Performances clés
Caractéristiques techniques
Moteur
- Cylindrée
- 1100 cc
- Puissance
- 180.0 ch (132.4 kW)
- Refroidissement
- liquide
- Soupapes/cylindre
- 4
- Arbres à cames
- 2 ACT
- Alimentation
- Injection
Châssis
- Cadre
- tubulaire type diamant
- Boîte de vitesses
- boîte à 6 rapports
- Transmission finale
- Chaîne
- Suspension avant
- Fourche téléhydraulique inversée Ø 43 mm
- Suspension arrière
- Mono-amortisseur
Freins
- Frein avant
- Freinage 2 disques , fixation radiale, étrier 4 pistons
- Frein arrière
- Freinage 1 disque , étrier 2 pistons
Dimensions
- Poids à sec
- 210.00 kg
- Prix neuf
- 25 000 €
Présentation
Imaginez une moto qui semble avoir été égarée par un voyageur temporel, une silhouette si radicale qu’elle figerait le geste du passant sur le trottoir. Voilà l’effet que produit la Suzuki Stratosphère 1100, ce concept-bike dévoilé en 2005. Ce n’est pas une machine que l’on croise, c’est une déclaration, un manifeste sur roues qui s’inscrit dans la lignée directe de la mythique Katana des années 80. Son design, d’une fluidité presque organique, n’appartient ni à son époque ni à la nôtre ; il semble tout droit jailli d’un cahier de croquis pour le prochain demi-siècle. On a envie de passer la main sur son réservoir fuselé, de suivre la ligne qui file vers un arrière tranchant comme une lame.

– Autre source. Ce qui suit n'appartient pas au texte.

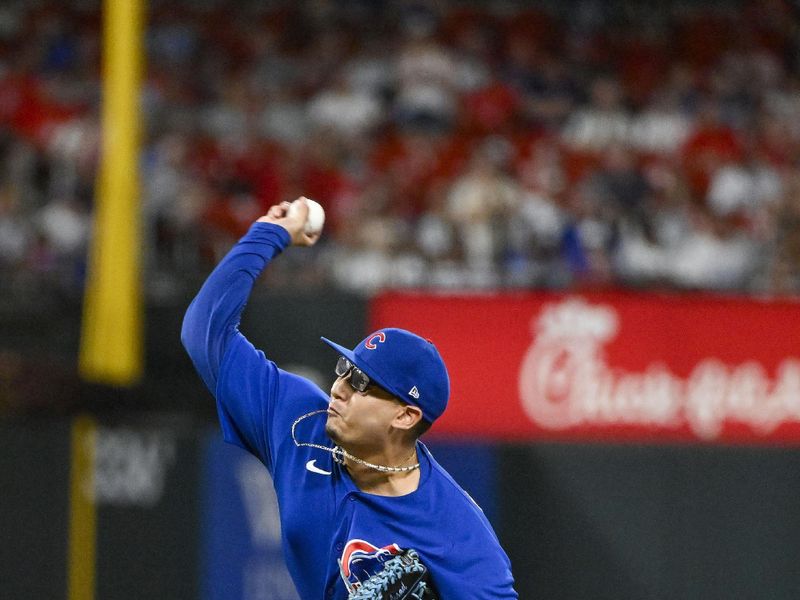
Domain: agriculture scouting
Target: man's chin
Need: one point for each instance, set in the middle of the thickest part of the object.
(330, 431)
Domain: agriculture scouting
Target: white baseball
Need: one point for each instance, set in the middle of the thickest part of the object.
(316, 216)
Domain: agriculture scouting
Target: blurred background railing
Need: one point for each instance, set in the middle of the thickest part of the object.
(642, 156)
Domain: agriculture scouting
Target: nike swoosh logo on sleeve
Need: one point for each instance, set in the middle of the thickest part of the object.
(315, 469)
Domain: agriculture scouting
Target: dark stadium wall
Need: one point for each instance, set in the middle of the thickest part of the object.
(651, 522)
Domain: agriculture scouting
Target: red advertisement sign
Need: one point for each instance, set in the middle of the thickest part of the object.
(612, 366)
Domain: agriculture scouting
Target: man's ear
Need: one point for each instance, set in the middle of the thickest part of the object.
(407, 417)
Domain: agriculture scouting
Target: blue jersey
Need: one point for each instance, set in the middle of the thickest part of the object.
(334, 535)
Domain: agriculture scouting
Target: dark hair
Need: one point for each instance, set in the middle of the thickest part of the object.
(420, 428)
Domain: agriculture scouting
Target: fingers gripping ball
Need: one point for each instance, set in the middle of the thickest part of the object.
(316, 216)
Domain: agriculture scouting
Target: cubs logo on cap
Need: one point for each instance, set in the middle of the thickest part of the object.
(404, 364)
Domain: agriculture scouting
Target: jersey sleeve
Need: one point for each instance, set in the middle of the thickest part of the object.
(252, 393)
(257, 402)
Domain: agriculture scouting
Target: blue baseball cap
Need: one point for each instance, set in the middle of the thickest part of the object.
(404, 364)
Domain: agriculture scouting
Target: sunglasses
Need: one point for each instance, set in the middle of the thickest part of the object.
(358, 380)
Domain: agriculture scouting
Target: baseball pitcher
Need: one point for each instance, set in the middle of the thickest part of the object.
(366, 511)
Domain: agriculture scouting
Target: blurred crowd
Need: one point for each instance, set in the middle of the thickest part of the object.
(457, 145)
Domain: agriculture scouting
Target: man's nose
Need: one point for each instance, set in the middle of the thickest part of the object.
(339, 389)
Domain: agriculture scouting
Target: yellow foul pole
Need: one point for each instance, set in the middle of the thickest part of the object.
(111, 338)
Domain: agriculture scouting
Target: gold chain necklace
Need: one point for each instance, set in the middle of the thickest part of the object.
(340, 454)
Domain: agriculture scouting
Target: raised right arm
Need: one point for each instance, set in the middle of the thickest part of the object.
(212, 319)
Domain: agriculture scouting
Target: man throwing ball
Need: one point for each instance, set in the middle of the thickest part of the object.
(366, 511)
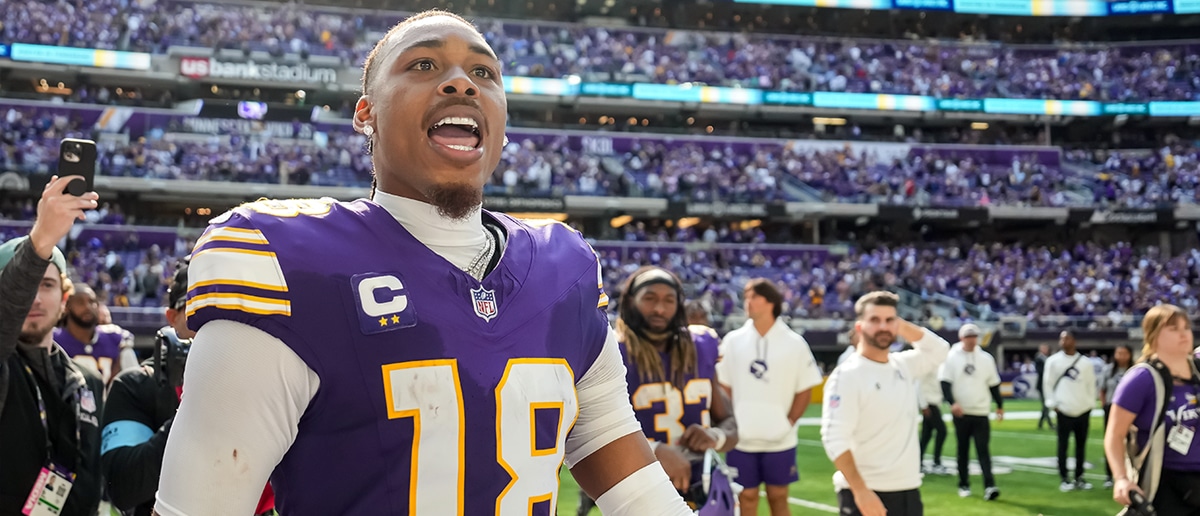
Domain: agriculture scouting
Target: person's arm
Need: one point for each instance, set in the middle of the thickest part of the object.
(867, 501)
(994, 387)
(947, 391)
(233, 407)
(839, 418)
(799, 405)
(1132, 396)
(808, 378)
(1104, 383)
(131, 450)
(607, 451)
(1090, 385)
(1120, 420)
(928, 351)
(22, 276)
(1048, 383)
(19, 281)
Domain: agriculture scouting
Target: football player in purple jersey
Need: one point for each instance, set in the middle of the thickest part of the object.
(412, 353)
(106, 348)
(672, 377)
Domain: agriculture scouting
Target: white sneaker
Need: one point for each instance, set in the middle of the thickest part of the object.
(990, 493)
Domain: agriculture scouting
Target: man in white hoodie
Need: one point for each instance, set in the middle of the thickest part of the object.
(868, 425)
(1069, 382)
(769, 372)
(969, 377)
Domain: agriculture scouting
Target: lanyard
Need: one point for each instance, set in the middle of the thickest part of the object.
(46, 426)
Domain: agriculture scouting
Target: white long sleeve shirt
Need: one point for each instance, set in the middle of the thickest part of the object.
(1075, 395)
(869, 412)
(761, 402)
(249, 390)
(971, 377)
(930, 391)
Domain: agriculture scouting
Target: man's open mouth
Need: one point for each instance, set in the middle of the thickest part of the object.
(456, 132)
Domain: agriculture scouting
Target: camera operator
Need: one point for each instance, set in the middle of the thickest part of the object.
(141, 407)
(49, 407)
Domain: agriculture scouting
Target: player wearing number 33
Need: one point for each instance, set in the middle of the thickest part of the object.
(411, 354)
(672, 375)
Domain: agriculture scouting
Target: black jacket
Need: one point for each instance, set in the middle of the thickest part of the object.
(73, 399)
(137, 419)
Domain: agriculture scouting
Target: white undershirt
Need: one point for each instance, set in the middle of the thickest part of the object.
(247, 391)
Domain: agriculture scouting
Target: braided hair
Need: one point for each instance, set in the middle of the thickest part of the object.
(637, 337)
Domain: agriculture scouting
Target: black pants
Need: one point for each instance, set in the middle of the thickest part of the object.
(898, 503)
(1045, 412)
(1175, 490)
(1067, 426)
(933, 425)
(966, 429)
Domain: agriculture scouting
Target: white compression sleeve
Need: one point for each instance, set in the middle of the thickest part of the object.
(647, 491)
(605, 409)
(244, 394)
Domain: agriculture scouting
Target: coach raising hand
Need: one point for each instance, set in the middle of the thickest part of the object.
(868, 426)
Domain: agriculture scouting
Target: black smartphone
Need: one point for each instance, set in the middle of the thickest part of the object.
(78, 157)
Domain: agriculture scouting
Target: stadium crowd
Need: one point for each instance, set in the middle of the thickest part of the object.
(551, 163)
(943, 70)
(1101, 283)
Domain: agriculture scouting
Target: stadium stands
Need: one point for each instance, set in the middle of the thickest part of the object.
(943, 70)
(544, 163)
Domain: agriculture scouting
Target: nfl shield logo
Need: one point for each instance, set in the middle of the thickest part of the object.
(485, 303)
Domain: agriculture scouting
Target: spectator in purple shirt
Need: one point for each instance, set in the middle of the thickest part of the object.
(1170, 478)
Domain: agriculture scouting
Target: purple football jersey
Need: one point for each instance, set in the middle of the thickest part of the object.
(439, 394)
(661, 408)
(101, 353)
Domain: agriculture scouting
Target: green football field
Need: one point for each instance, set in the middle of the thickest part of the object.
(1023, 459)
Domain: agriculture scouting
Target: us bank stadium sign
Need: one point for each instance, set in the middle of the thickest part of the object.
(725, 209)
(940, 214)
(213, 67)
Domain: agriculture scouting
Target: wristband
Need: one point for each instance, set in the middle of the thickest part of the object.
(719, 436)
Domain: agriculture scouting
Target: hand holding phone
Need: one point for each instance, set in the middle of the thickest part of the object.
(78, 157)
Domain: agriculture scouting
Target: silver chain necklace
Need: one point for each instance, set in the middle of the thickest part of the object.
(479, 265)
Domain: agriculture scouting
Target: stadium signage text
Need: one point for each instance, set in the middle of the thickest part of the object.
(934, 213)
(217, 126)
(721, 209)
(523, 203)
(211, 67)
(1125, 217)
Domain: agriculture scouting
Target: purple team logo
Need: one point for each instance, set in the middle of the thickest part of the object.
(87, 401)
(484, 301)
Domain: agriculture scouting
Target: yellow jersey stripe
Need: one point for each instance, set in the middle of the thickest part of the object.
(232, 235)
(244, 303)
(238, 268)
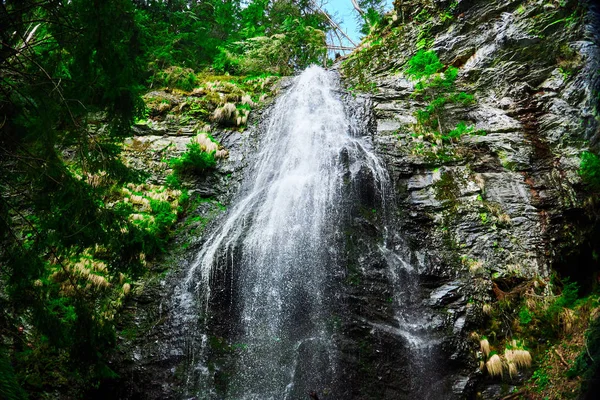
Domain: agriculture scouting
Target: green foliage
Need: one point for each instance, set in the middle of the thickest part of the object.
(541, 379)
(525, 316)
(372, 18)
(589, 169)
(423, 64)
(195, 159)
(177, 77)
(588, 361)
(296, 46)
(9, 387)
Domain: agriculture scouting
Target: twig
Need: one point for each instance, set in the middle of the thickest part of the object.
(561, 358)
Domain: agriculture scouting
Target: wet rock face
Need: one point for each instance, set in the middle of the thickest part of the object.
(498, 207)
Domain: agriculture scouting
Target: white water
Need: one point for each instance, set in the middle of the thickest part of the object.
(276, 245)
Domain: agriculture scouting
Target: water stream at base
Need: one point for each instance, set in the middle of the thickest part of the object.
(270, 259)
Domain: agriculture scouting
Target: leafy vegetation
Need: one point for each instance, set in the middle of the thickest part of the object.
(589, 169)
(78, 227)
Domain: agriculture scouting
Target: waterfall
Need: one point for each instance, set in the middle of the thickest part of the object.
(259, 297)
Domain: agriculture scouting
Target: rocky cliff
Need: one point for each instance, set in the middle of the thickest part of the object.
(490, 197)
(490, 212)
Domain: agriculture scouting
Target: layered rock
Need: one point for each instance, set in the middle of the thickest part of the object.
(487, 212)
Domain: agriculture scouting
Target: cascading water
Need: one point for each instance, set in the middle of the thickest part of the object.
(260, 295)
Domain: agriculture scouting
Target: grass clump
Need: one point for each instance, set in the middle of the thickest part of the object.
(202, 154)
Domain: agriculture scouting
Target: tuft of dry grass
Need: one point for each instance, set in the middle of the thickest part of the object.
(484, 345)
(494, 365)
(487, 309)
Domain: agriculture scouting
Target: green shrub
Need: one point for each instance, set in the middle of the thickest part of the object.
(193, 160)
(177, 77)
(589, 169)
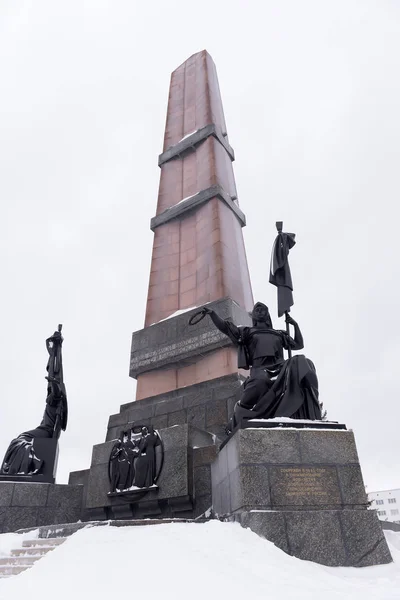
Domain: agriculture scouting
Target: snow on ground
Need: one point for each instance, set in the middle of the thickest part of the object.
(11, 541)
(193, 562)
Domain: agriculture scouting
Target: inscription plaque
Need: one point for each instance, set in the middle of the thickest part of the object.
(304, 485)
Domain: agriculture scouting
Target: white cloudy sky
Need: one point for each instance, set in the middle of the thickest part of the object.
(311, 94)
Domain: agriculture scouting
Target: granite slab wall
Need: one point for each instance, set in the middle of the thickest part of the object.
(25, 505)
(352, 538)
(288, 469)
(303, 490)
(184, 485)
(173, 343)
(207, 405)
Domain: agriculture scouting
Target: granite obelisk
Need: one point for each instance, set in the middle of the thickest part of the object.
(198, 250)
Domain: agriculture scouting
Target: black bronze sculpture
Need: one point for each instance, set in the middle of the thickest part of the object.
(135, 460)
(21, 458)
(276, 387)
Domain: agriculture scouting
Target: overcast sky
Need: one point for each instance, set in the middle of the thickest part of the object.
(311, 96)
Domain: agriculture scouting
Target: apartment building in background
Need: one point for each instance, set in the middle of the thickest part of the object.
(387, 504)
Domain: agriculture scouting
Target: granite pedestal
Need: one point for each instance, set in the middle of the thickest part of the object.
(35, 504)
(303, 490)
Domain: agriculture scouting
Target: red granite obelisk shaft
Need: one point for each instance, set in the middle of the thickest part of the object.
(199, 256)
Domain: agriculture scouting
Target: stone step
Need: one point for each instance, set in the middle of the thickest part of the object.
(19, 560)
(43, 542)
(8, 570)
(35, 551)
(51, 532)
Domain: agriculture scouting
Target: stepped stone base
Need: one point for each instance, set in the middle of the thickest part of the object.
(303, 490)
(34, 504)
(335, 538)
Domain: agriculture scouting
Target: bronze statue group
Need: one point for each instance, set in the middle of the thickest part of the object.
(276, 387)
(133, 460)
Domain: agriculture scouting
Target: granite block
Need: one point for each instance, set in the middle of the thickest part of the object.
(204, 456)
(254, 482)
(174, 477)
(329, 447)
(220, 466)
(267, 524)
(198, 394)
(175, 437)
(269, 446)
(65, 496)
(16, 517)
(113, 433)
(6, 493)
(167, 406)
(177, 418)
(216, 413)
(202, 504)
(78, 477)
(119, 420)
(140, 412)
(98, 487)
(30, 494)
(196, 416)
(365, 542)
(160, 422)
(317, 536)
(101, 453)
(226, 497)
(172, 342)
(236, 493)
(54, 516)
(352, 484)
(304, 485)
(228, 390)
(216, 499)
(232, 453)
(202, 480)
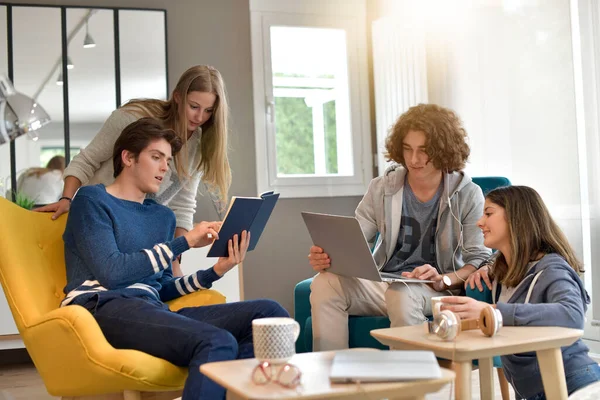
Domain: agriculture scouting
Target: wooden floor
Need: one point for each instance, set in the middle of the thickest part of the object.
(22, 382)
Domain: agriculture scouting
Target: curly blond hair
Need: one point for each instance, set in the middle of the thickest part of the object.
(446, 143)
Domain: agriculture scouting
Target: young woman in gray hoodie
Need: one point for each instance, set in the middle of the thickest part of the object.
(534, 282)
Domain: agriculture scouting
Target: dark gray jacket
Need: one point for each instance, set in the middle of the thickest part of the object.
(558, 298)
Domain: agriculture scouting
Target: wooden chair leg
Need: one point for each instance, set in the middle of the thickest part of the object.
(504, 388)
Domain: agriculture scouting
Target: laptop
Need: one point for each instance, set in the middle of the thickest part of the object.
(383, 366)
(343, 240)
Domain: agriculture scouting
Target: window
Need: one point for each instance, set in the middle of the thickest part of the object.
(311, 100)
(46, 153)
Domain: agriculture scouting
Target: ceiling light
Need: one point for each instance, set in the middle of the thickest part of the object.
(15, 116)
(88, 42)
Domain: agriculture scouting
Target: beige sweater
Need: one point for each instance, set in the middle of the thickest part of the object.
(94, 165)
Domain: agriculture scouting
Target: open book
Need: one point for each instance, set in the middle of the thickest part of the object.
(244, 213)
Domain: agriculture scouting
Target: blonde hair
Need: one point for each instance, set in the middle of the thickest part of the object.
(214, 163)
(55, 163)
(532, 231)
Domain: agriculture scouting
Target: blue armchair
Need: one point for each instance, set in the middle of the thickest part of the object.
(360, 327)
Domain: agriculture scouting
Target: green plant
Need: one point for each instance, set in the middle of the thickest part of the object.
(24, 201)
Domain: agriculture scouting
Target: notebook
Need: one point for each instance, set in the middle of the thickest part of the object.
(383, 366)
(244, 213)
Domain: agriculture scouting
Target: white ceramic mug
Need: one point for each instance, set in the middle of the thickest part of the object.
(436, 304)
(275, 339)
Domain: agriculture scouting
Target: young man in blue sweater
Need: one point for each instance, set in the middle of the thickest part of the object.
(118, 250)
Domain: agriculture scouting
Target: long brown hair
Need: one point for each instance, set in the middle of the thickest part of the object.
(532, 231)
(214, 164)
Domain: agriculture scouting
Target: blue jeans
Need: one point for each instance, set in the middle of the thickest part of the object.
(577, 379)
(189, 337)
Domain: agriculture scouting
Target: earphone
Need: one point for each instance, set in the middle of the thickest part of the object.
(460, 238)
(447, 325)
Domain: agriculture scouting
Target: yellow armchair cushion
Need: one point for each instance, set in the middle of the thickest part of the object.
(204, 297)
(32, 274)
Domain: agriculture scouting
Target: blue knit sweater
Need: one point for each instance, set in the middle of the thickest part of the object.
(116, 247)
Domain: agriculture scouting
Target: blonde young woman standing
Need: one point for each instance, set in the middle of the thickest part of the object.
(197, 112)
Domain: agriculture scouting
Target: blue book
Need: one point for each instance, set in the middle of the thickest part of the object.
(244, 214)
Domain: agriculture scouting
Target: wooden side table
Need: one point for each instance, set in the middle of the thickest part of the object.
(546, 341)
(235, 376)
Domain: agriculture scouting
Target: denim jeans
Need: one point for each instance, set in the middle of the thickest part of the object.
(577, 379)
(189, 337)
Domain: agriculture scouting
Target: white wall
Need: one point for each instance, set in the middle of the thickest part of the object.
(508, 69)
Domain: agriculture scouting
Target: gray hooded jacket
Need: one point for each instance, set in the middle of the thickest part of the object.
(380, 210)
(557, 298)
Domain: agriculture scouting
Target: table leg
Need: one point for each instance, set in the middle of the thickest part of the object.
(232, 396)
(462, 390)
(553, 374)
(486, 378)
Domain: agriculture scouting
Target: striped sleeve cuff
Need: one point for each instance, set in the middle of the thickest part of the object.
(199, 280)
(178, 246)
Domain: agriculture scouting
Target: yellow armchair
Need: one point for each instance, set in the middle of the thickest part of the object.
(66, 344)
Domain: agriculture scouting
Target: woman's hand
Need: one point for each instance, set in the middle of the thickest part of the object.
(465, 307)
(318, 259)
(203, 234)
(237, 253)
(427, 272)
(475, 279)
(58, 208)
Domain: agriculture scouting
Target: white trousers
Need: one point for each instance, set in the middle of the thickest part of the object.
(334, 297)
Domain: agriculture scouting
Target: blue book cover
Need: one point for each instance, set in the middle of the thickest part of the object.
(245, 213)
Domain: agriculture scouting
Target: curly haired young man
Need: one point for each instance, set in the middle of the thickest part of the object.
(421, 218)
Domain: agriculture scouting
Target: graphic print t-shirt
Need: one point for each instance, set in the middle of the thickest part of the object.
(416, 240)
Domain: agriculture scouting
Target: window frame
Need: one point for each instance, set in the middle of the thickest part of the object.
(267, 13)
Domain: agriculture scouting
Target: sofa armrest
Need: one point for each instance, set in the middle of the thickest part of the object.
(302, 310)
(69, 337)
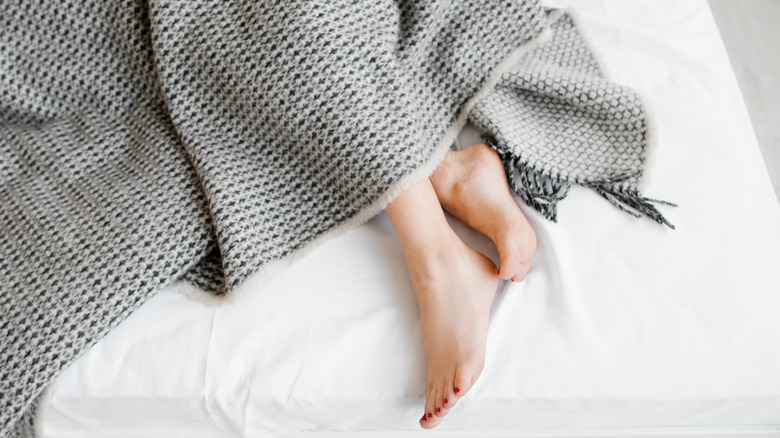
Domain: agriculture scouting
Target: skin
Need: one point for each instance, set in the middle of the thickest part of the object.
(454, 284)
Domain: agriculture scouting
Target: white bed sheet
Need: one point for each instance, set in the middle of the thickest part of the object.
(621, 323)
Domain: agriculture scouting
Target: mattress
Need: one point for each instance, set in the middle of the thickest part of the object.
(622, 326)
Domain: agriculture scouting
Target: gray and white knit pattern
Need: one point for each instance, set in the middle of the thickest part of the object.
(211, 141)
(556, 120)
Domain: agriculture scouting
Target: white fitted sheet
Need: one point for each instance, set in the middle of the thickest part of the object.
(621, 323)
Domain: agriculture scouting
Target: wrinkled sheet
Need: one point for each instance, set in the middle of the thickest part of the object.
(622, 323)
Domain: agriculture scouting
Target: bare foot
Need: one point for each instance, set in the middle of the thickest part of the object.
(455, 287)
(471, 185)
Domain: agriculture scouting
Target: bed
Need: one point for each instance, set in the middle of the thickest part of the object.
(623, 327)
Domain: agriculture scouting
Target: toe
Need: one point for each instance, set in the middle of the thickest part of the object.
(430, 400)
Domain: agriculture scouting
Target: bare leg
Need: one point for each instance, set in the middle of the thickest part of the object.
(455, 287)
(471, 185)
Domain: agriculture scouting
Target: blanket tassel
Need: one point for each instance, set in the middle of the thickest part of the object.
(543, 191)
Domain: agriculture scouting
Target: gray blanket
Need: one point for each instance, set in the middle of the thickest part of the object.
(212, 142)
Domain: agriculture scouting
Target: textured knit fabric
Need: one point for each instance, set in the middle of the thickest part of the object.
(143, 142)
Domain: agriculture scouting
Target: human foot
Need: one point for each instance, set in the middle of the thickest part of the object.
(471, 185)
(455, 288)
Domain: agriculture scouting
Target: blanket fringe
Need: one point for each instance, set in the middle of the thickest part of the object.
(542, 191)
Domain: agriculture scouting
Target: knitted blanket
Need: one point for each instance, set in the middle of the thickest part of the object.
(210, 143)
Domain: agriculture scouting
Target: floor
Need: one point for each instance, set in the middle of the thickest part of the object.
(752, 37)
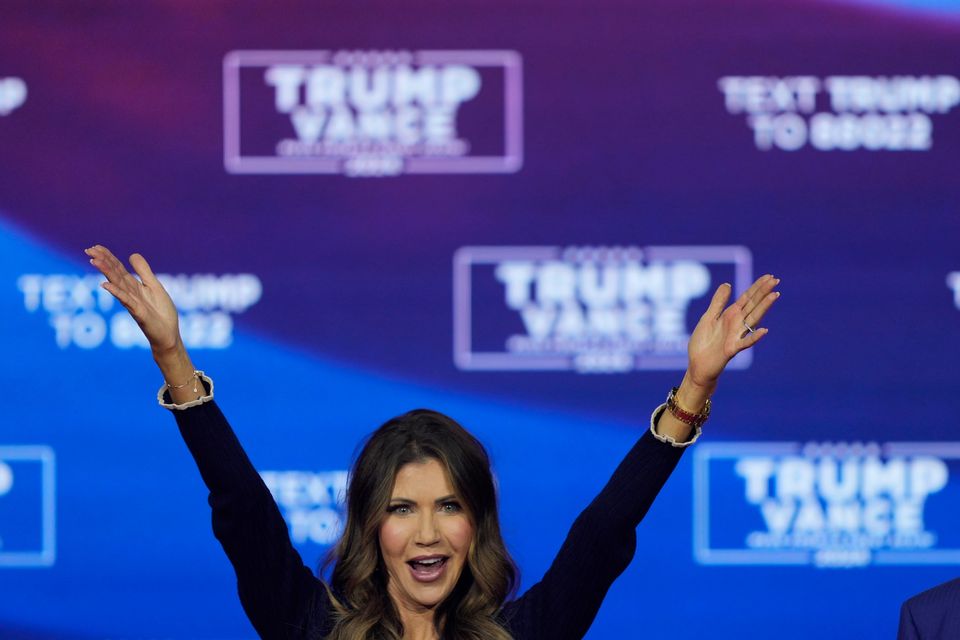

Mais le véritable cœur de l’affaire, c’est ce qui se cache dans ce cadre tubulaire type diamant. Suzuki a osé un pari fou : ressusciter le six cylindres en ligne, une architecture noble et rare, chère aux amateurs de légendes comme la Honda CBX ou la Kawasaki Z1300. Imaginez cette pièce de joaillerie mécanique, un 1100 cm3 à 24 soupapes, logé dans un châssis aussi compact que celui d’une sportive moderne. Avec ses 180 chevaux annoncés, on devine une souplesse de locomotive et une montée en régime d’une linéarité à vous glacer le sang. C’est une promesse de raffinement ultime, de sonorité envoûtante, posée sur un train roulant sérieux avec sa fourche inversée de 43 mm et son freinage radial.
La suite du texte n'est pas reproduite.